Mes chers collègues, je vais essayer de vous convaincre le plus rapidement possible que la sécurité juridique est au coeur de ce projet de recodification dont nous sommes de chauds partisans. Il est important de remettre cet exercice, qui paraît un peu technique, voire, selon certains, académique, dans la perspective de donner plus de sécurité juridique car c'est la sécurité juridique qui donne du sens au code du travail. Ce droit est au carrefour de la protection des salariés et du développement économique.
Le droit du travail est né et s'est développé au croisement de l'efficacité économique et des droits des salariés. Il poursuit en effet deux missions essentielles : protéger le salarié placé dans une situation de subordination juridique et contribuer à une organisation efficace de l'activité économique des entreprises. Ces deux principes ne sont contradictoires qu'en apparence. La mobilisation effective de l'énergie et de l'intelligence des salariés au service de l'entreprise suppose que ceux-ci soient équitablement traités et voient leurs droits reconnus. A l'inverse, une réglementation trop détaillée de ces droits nuit au développement de l'activité, et donc à l'emploi des salariés que cette réglementation serait censée protéger.

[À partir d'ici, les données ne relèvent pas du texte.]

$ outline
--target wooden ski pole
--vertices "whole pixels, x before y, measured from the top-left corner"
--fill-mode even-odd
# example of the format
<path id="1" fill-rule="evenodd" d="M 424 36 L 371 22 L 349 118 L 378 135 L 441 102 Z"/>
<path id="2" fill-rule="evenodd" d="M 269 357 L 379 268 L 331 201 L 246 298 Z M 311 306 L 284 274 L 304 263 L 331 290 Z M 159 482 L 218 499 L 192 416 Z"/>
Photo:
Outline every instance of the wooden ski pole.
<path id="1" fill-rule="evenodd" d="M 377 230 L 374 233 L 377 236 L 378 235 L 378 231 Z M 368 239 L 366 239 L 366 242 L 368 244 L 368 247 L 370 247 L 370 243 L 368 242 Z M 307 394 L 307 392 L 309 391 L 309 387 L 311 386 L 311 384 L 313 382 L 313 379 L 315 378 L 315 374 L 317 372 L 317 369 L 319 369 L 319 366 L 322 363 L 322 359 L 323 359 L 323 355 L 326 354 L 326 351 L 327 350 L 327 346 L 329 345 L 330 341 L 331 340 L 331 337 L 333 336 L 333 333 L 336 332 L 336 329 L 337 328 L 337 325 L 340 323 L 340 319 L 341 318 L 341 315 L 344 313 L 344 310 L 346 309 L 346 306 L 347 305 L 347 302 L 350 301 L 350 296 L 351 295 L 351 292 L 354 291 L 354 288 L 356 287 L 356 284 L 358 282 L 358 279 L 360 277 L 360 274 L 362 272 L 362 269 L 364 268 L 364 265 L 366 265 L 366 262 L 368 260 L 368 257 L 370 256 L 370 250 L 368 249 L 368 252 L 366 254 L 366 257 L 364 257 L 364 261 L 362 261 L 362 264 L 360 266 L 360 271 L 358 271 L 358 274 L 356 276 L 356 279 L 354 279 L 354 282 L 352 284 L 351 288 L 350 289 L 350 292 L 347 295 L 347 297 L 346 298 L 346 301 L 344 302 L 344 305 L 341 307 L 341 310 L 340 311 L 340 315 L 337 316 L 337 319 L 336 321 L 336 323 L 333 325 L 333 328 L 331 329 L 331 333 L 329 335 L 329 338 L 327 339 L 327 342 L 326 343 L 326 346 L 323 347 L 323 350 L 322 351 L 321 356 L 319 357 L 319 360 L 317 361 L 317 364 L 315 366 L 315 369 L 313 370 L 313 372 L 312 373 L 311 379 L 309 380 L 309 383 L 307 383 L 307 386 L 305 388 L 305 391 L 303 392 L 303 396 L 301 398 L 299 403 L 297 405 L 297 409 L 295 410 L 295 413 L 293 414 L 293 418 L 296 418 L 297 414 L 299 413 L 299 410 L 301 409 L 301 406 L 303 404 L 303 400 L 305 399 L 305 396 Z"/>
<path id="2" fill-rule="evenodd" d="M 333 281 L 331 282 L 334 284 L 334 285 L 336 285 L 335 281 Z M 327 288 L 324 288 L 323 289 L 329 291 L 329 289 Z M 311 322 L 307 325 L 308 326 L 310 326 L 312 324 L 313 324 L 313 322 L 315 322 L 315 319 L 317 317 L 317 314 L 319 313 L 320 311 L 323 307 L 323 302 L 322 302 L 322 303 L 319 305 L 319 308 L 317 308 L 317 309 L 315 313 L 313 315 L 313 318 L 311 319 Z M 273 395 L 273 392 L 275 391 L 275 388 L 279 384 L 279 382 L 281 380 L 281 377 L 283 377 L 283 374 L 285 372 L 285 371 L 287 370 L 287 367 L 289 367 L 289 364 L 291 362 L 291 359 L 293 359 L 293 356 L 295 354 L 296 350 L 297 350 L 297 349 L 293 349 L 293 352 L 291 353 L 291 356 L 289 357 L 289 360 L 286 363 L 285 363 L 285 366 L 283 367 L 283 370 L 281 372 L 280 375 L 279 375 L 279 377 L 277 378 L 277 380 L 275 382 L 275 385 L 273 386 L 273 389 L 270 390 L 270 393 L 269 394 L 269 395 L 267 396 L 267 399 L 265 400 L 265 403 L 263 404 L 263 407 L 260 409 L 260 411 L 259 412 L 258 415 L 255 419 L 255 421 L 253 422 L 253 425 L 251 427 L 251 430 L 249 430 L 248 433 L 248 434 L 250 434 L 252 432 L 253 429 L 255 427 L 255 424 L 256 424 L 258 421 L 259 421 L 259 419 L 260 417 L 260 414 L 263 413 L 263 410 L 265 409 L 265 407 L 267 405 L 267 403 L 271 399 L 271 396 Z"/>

Pour remplir ses missions, le droit du travail doit donc manifester au plus haut point le sens du compromis et de l'équilibre. C'est un droit qui est face à des situations très hétérogènes. C'est un droit de masse et un droit de la vie quotidienne dont les dispositions concernent des millions de salariés et des centaines de milliers d'entreprises, et qui appréhende des situations de fait extrêmement diverses.
Il s'applique dans les toutes petites entreprises comme dans les grands groupes internationaux. Il envisage aussi bien la situation du salarié en CDI à temps complet sur un site de production que celle du salarié travaillant à domicile ou du saisonnier alternant périodes d'activité et d'inactivité. En outre, chaque innovation, chaque modification doit, pour produire son plein effet, être connue et surtout comprise par ce très grand nombre d'acteurs dont il appelle à modifier les comportements.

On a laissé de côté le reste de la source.